Pair and Quasiparticle States of YBa2Cu3O7−x Films Deduced from the Surface Impedance and a Comparison with Nb3Sn

Abstract

Surface impedance data at 19 and 87 GHz of high-quality epitaxial YBCO films on different substrates are compared with data for Nb3Sn films on sapphire in terms of pair and quasiparticle (qp) transport. Surface resistance Rs and penetration depth λ of YBCO are strongly affected by temperature dependent qp scattering, which is depressed in films with enhanced lattice strain. All films showed a comparable residual resistance Rres(19 GHz)∼90 μΩ constituting a qp reservoir which is likely to be caused by the electronic configuration and by impurities. Subtracting Rres from Rs(T) revealed activated behavior with a reduced energy gap Δ0/kBTc∼0.9 for a film on sapphire, but power-law behavior for the other films.
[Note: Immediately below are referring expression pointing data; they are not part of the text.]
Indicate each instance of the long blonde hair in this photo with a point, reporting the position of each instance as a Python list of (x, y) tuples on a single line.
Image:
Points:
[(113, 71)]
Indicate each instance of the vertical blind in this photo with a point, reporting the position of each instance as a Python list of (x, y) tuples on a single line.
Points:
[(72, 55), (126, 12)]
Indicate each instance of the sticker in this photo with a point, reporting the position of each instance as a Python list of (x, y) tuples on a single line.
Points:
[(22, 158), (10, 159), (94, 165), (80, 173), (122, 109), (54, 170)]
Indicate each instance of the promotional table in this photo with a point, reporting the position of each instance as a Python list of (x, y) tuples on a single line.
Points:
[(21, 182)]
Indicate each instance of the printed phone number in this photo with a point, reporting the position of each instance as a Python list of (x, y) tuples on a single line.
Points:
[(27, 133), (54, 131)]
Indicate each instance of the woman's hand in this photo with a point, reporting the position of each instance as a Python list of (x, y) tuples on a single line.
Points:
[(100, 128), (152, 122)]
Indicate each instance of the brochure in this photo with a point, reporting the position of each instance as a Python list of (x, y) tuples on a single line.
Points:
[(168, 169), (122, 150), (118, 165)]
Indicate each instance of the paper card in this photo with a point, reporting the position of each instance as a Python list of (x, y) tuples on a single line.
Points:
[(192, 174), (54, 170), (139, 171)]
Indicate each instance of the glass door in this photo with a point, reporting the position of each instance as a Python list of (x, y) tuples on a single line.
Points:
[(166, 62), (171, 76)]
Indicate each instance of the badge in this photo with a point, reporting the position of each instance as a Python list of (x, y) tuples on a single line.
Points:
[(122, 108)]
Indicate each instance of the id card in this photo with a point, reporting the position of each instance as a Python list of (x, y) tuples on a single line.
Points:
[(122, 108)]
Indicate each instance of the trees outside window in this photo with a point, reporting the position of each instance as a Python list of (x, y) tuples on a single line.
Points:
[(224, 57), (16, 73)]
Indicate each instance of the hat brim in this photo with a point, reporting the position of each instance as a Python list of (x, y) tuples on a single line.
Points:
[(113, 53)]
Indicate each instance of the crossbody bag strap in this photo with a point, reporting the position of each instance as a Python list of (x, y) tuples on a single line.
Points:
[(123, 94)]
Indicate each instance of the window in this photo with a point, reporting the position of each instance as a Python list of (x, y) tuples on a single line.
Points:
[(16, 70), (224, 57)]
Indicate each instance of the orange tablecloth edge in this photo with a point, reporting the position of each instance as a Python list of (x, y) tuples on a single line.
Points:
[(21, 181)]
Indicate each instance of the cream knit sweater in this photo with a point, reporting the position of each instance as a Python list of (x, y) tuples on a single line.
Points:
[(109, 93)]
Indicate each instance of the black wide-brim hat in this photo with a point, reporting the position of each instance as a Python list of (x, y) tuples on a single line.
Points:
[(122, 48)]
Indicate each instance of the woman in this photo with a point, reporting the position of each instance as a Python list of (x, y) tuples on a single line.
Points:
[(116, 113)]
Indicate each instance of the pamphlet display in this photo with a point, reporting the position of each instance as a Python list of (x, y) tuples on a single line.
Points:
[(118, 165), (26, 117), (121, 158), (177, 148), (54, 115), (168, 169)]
The penetration depth did not reveal power-law dependences at T≤0.5 ·Tc, but was consistent with a reduced energy gap of 0.45 for a film on MgO. The increase of λ(T) at T≥0.5 · Tc was related to qp scattering, which also caused an extremal conductivity σ1(T). A shoulder in λ(T) at T=(0.6–0.7) · Tc confirmed evidence for the existence of two superconducting bands. The magnetic-field induced recovery of λ(B) of various YBCO films hinted for an important role of magnetic scattering. The results are in contradiction to a d-wave symmetry of the order parameter, at least for the chain band.